---
title: "xenLite: exploration of a class for Xenium demonstration data"
author: "Vincent J. Carey, stvjc at channing.harvard.edu"
date: "`r format(Sys.time(), '%B %d, %Y')`"
vignette: >
  %\VignetteEngine{knitr::rmarkdown}
  %\VignetteIndexEntry{xenLite: exploration of a class for Xenium demonstration data}
  %\VignetteEncoding{UTF-8}
output:
  BiocStyle::html_document:
    highlight: pygments
    number_sections: yes
    theme: united
    toc: yes
---

```{css style settings, echo = FALSE}
blockquote {
    padding: 10px 20px;
    margin: 0 0 20px;
    font-size: 14px;
    border-left: 5px solid #eee;
}
```

# Introduction

## Motivation

Numerous groups are working on methodology for analyzing
new data resources emerging from spatial transcriptomics experiments.
The "computing technology stack" necessary to work
with such data is complex.  The following
[comment](https://spatialdata.scverse.org/en/latest/tutorials/notebooks/notebooks/examples/models1.html)
(Aug 16 2024) from the scverse group is characteristic:

> The SpatialData Zarr format, which is described in our design doc, is an extension of the OME-NGFF specification, which makes use of the OME-Zarr, the AnnData Zarr and the Parquet file formats.
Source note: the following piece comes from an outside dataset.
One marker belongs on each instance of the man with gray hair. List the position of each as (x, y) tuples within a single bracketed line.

We need to use these combination of technologies because currently OME-NGFF does not provide all the fundamentals required for storing spatial omics dataset; nevertheless, we try to stay as close as OME-NGFF as possible, and we are contributing to ultimately make spatial omics support available in pure OME-NGFF.
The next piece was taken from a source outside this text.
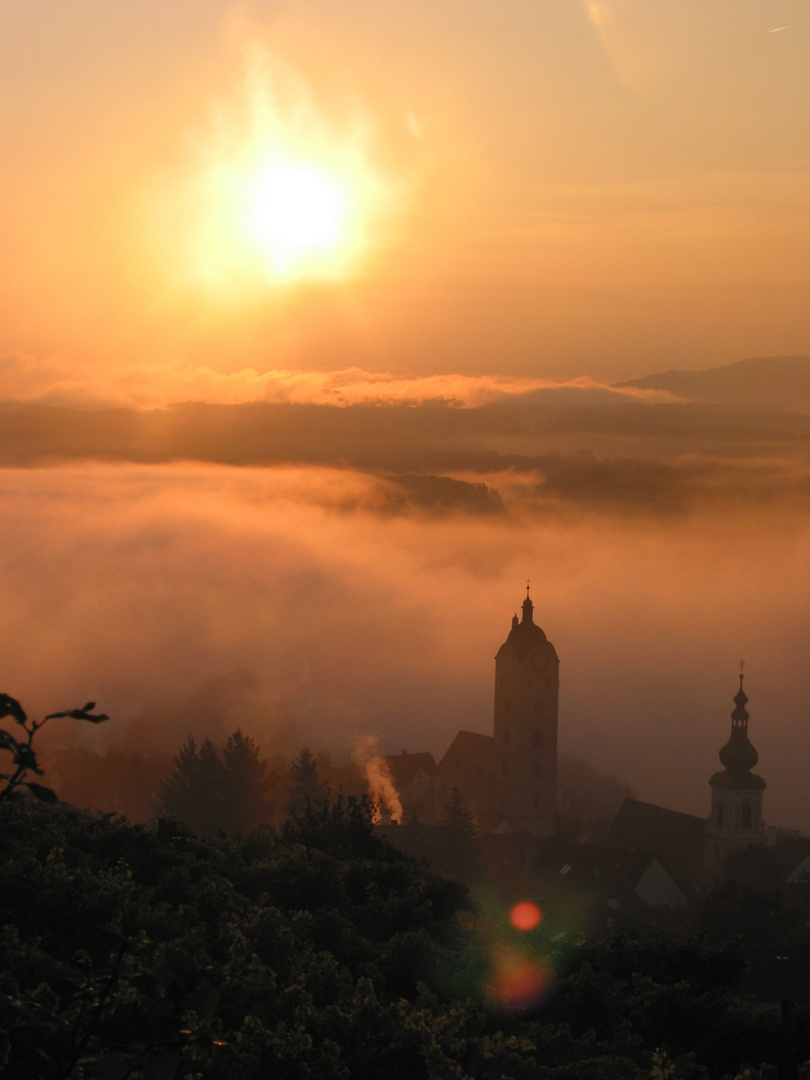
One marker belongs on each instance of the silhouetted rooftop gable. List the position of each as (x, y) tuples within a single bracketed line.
[(405, 767), (676, 838), (469, 750), (570, 877)]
In Bioconductor 3.19, we might be committed to all these technologies (which 
include but do not mention HDF5) plus
R, reticulate, basilisk, and sf to have a widely functional solution.
Attaching the [Voyager](https://bioconductor.org/packages/Voyager) 
package leads to loading over 100 associated packages.
The xenLite package is intended to explore the balance between functionality
and high dependency load specifically for the analysis of outputs
from 10x Xenium experiments.  The XenSPEP class extends
[SpatialExperiment](https://bioconductor.org/packages/SpatialExperiment) to 
include references to parquet
files that manage voluminous geometry data; geometry can also be handled as DataFrame for sufficiently
low volume experiments.

As of 0.0.7 of xenLite, a new class, XenSPEP, is provided to address
parquet representation of cell, nucleus and transcript coordinates.

## Installation

To install in Bioconductor 3.20 or later:
```{r doinst,eval=FALSE}
BiocManager::install("xenLite")
```


## Data

This package is based on publicly available datasets.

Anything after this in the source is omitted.